The World Bank and IFC are working to build capital markets in emerging countries. One way is through “offshore” bond sales in local currencies aimed at international as well as domestic investors. The World Bank has issued about $8.5 billion worth of bonds in 19 currencies since 2011–including for the first time in Ugandan shilling, Thai baht, and Chinese renminbi.
IFC also is working closely with local governments, regulators, and others, to enable bonds to be issued within countries – and so build their financial infrastructure. Since 2002, IFC has issued bonds in 14 emerging market currencies around the world, and has frequently been the first international issuer in a domestic bond market, laying the groundwork — including pricing — for future bond issues.
"Local currency bond issues by prominent organizations such as the World Bank and IFC focus attention, spur activity and develop nascent markets to the benefit of local governments and companies. This issuance is one way that supranational Treasuries can directly contribute to our organizations' overall development mandate," said George Richardson, head of capital markets funding at the World Bank Treasury.
Now the pace of such local currency bond issues has accelerated amid growing interest in Africa and elsewhere.
IFC is ramping up its local currency bond program. In fiscal 2013 IFC issued a record $500 million in local-currency bonds; this fiscal year IFC has already issued more than twice that amount, including $1 billion in offshore rupees and over $300 million in offshore renminbi.
IFC issued local currency bonds in Rwanda on May 16 and is also in discussions with other countries in Africa, Asia, emerging Europe and Latin America.
Monish Mahurkar, director of Treasury Client Solutions for IFC, said interest in the bonds and in capital markets development is up “tremendously” because on a “continent like Africa there is a great desire to catch up. Some countries are impatient enough they want to leapfrog — they don’t want to wait another 20 years to develop the market.”
Much of the impetus is the need for infrastructure. Globally, about 1.4 billion people lack access to energy; 2.6 billion don’t have sanitation. India’s infrastructure needs alone are estimated at about $1 trillion over the next five years. These infrastructure gaps require far more resources than the World Bank Group, or other global international development banks can provide.
But “huge amounts” of capital potentially can be raised to finance these needs, said Mahurkar.
“The global pool of institutional savings is at least $30 trillion. We know that money is there. And we know demand is there. The question is how do you establish a bridge between the two? And capital markets are it — that’s the bridge.”
But many countries have very small capital markets that may only be developed enough for equities or government bonds, “neither of which help invest in the financial infrastructure so private companies can borrow, grow, and create jobs,” said Andrew Cross, of IFC Treasury’s client relations in Africa.

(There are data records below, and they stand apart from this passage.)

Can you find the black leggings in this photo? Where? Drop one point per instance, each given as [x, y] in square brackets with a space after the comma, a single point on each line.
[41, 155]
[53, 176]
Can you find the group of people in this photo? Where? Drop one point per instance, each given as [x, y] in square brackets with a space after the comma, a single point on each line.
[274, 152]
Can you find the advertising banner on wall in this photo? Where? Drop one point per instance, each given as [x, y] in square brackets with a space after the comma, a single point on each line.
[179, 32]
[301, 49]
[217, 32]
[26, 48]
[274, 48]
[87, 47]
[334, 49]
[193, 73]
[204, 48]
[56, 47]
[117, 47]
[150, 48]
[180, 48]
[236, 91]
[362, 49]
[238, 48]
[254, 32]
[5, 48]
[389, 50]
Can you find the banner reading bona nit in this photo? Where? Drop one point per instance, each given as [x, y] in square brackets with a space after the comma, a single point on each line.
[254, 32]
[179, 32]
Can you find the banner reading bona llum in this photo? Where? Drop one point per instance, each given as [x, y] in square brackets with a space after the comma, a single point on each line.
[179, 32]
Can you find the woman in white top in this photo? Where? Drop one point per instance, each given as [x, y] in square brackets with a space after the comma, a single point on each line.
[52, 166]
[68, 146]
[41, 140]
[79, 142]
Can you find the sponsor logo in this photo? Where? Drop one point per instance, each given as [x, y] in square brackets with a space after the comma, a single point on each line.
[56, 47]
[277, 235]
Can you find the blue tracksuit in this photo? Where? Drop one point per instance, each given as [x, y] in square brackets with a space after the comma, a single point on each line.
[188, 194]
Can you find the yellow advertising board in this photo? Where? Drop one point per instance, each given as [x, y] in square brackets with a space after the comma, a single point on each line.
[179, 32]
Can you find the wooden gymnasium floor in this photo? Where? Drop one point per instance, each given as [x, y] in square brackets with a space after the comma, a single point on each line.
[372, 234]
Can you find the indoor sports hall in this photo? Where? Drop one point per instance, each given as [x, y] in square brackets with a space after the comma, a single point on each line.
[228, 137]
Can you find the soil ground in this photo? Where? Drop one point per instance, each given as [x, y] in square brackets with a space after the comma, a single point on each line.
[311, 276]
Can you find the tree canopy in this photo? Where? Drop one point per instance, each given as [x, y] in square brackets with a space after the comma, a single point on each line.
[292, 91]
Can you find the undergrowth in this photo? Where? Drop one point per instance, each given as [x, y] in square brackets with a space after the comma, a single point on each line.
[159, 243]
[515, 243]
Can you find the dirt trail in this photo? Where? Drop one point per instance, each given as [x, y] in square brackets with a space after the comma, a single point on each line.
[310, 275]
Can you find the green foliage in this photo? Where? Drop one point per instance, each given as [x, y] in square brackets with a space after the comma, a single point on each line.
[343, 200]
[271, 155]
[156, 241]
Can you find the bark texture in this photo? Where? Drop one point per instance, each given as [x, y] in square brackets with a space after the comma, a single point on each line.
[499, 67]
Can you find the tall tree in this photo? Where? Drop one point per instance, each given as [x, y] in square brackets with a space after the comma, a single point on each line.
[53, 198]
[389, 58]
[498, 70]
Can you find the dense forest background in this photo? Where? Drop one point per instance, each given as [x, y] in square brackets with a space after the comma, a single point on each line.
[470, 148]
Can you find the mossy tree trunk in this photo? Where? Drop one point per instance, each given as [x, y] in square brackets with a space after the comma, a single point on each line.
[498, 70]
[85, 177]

Local currency bonds issued by IFC, a triple A-rated, supranational institution, help build capital markets by attracting investors such as pension funds that want to put their money into low-risk investments. Such issuances are typically oversubscribed.
Preparing a local currency bond issue in a country with a nascent bond market can take several years, but IFC is hoping to cut the time in African countries by standardizing the process, said Cross.
“We don’t see them as a silver bullet,” he said. “We see them as a contribution that we can make. But the bonds have these positive consequences well outside the size of the bond.”
Added Mahurkar: “At the end of the day, our contribution is impactful but finite. But by developing the markets themselves, we’re providing a stable mechanism for resources to flow from savings pools towards the right allocations for projects. To us, that’s a potentially much larger impact.”